This document describes the Inventory Service, and simultaneously attempts to provide a template from which we can build further Architecture documents.
This document is not meant to be a complete, rigorous treatment – it is only meant to be sufficient for conversion to specs
This document will refer to possible development paths or optional features, and in no way is meant to prefer or recommend them, merely to provide warnings and context
Context that is not directly modified by this proposal is sometimes provided as a means of justifying the proposal or providing marketing or requirements direction in the future
Puppet already collects more information about its clients than most organizations have about their networks, and we already cache that data as yaml. However, there’s not currently a builtin way for users to get access to that data, nor is there any way to rely on it for operations like dynamic grouping. The primary purpose of this proposal is to solve those two issues.

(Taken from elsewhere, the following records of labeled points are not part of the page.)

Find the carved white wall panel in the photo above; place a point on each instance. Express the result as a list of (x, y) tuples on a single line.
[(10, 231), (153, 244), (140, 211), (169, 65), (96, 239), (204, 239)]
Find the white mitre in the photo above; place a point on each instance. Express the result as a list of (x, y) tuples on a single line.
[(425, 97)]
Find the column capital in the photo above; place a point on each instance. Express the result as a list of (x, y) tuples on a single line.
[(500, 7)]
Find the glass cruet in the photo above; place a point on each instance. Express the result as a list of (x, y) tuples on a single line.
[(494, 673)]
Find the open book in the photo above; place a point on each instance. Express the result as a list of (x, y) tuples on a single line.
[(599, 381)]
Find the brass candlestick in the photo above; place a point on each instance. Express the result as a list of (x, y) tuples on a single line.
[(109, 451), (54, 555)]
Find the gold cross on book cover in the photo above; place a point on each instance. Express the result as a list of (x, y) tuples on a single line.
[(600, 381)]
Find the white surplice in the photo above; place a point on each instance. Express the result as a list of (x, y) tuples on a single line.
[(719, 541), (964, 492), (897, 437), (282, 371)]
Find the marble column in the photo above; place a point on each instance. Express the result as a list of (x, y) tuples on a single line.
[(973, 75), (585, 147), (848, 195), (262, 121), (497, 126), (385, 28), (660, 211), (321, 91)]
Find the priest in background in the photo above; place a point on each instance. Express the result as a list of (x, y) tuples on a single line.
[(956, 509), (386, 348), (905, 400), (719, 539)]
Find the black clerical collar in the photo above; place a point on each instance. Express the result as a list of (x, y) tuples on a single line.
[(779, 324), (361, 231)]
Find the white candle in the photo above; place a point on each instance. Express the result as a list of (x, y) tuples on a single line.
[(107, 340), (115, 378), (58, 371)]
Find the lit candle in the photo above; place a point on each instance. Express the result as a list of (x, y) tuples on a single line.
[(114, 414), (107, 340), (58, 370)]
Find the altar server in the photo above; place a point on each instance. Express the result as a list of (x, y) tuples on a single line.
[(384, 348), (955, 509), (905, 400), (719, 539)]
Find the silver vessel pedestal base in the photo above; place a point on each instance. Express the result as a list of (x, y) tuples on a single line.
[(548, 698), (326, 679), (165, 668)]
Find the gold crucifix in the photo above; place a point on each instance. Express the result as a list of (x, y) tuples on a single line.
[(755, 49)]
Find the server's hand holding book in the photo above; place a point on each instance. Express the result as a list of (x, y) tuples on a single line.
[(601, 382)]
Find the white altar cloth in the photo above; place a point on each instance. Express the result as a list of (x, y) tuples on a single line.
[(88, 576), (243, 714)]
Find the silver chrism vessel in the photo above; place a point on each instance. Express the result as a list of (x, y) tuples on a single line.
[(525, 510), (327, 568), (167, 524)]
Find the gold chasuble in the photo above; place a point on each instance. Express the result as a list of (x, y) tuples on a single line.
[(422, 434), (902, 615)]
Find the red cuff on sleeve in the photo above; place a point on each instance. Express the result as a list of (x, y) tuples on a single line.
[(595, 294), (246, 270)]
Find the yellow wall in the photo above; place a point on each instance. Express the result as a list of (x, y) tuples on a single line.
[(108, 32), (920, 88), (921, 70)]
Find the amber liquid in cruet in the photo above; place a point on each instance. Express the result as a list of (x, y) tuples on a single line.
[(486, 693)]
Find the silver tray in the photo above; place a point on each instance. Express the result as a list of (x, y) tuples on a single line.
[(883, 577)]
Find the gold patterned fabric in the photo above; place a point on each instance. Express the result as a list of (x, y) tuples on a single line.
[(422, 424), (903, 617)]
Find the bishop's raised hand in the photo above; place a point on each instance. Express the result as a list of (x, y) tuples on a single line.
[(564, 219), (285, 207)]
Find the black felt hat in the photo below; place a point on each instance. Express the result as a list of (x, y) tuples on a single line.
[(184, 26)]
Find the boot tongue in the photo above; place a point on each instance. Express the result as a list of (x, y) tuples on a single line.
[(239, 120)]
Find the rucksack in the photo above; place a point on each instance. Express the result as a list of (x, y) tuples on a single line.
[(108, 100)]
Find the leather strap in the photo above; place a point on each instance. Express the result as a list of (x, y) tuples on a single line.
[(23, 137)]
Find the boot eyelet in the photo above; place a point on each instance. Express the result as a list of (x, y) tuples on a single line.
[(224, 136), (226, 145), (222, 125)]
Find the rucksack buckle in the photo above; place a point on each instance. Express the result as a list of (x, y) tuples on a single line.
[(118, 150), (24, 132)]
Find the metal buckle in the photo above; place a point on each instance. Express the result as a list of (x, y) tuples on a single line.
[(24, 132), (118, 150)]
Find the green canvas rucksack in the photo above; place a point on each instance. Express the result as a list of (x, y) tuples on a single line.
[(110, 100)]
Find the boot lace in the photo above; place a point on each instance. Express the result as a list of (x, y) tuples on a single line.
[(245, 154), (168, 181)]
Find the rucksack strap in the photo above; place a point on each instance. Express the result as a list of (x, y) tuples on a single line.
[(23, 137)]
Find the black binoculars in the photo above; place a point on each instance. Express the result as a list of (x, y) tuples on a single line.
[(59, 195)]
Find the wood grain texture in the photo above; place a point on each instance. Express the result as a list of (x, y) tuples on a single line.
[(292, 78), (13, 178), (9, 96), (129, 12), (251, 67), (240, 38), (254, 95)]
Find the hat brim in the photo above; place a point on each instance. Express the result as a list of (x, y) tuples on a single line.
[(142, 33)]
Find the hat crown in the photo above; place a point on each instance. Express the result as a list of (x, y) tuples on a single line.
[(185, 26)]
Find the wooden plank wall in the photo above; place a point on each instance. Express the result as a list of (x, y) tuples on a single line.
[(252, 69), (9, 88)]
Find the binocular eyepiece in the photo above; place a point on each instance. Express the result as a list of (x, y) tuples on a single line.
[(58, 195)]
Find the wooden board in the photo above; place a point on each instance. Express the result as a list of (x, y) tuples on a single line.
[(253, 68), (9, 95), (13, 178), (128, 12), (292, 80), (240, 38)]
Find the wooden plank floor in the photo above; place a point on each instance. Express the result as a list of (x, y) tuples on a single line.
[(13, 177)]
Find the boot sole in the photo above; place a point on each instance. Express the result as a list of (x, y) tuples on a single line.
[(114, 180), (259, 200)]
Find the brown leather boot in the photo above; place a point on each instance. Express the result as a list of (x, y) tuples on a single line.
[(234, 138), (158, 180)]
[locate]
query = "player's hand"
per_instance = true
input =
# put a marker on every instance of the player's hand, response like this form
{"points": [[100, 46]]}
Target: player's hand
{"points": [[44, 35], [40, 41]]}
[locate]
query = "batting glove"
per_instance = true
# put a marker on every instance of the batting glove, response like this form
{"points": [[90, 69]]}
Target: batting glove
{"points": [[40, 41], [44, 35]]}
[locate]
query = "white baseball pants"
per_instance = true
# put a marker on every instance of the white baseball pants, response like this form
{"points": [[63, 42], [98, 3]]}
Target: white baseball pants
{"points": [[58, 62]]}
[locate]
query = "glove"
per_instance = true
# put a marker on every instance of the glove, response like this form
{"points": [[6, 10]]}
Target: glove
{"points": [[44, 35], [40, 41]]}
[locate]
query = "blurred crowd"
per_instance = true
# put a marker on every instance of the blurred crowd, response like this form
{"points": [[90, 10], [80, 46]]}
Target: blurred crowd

Also, the shared-nothing architecture that Puppet uses has resulted in compromises in how we manage and distribute this inventory information, and this central shared service removes the need for those compromises, although it does not specifically include those fixes in scope.
Additionally, this is a first step toward a CMDB-like service from Puppet Labs. With it in place, and an interface to view it, we can begin exploring an add-on application for a more complete commercial CMDB.
This document describes multiple possible directions once this service exists but should in no way be tied to those directions – the service should be treated as a stand-alone deliverable, and any downstream work should be architected and specified separately.
- Agent – included merely for context. This proposal does not recommend changing anything on the agent.
- Master – receives data from agent and will talk to Inventory Service
- Dashboard – human interface for Puppet ecosystem. Will read data from Inventory Service
- Inventory Service (new) – owns all inventory data
- Facts – inventory data collected from client (generally generated by Facter)
- Catalog – (included only for context) resource graph whose generation requires inventory data
- Node – wrapper object that includes the Fact data and potentially other data
Inventory data is currently sent by every client to a server. The client usually runs an agent process, which collects the data and sends it to a master process. The master uses the ‘yaml’ terminus for Facts to cache the data on the local filesystem by node name. This process of updating the inventory data also invalidates the cached Node data on the server, thus forcing a requery of the Node information (and thus preventing stale data being used).
If there are multiple master processes behind a load balancer, only one master gets updated, which means that is the master the client must be talking to. Rather than have strict configuration requirements, the agent both uploads the Fact data and requests a catalog, all in one ‘get’ call. Because of line length limitations, the facts are compressed, and that compressed data still sometimes exceeds line limits.
Current data flow looks like this:
Note that the single upload-and-compile call is drawn as two connections, but it is in fact a single request.
The crux of the proposal is that a separate process be started to own the inventory data, and that the master process be configured to send its facts to the IS when updated by the client and pull them from it when necessary.
This process will also be a ‘master’ process, and this proposal does not cover how this process should implement data management. It is somewhat obvious, however, that a ‘Facts’ terminus will be used to store and retrieve data – starting with the existing ‘yaml’ terminus seems a sufficient first step. This process will need authorization updates to allow any server or a set of servers to be able to upload fact data.
All other master processes need to be modified and/or configured such that they send all facts they receive to this process, and when facts are needed (such as for compilation) then they will use this service to find them.
The Dashboard application then needs to be modified to provide a view to this data, so that a viewer can see any inventory data that exists for a given node. At a minimum, this data should include information about when the data was last updated.
This proposed architecture converts the data flow to this:
Because Puppet already ships with a Facts terminus type sufficient for retrieving and storing data via RESTful calls (the Facts REST terminus), it might be as simple as reconfiguring all other master processes to use this terminus (with appropriate configuration as necessary, using the facts_terminus setting) rather than their current yaml terminus. Alternatively, a new terminus type could be created specifically for talking to this terminus.
The Dashboard has ‘Smart Groups’ in its roadmap, which would require a Query interface (e.g., ‘find all hosts whose operatingsystem is Debian’), along with a probably much richer interface overall (e.g., the ability to know which parameters can be queried). This proposal does not cover that Query interface, but it might need to be extended to do so.
Over time we will want to provide more historical information beyond when a given data set was updated. We currently just call for a timestamp that determines how up to date the data is, but over time we’ll want to know when a parameter is added, removed, or modified, and provide a feed of those changes. Most likely, some kind of event stream is the appropriate solution for this view, but that is all outside the scope of this proposal.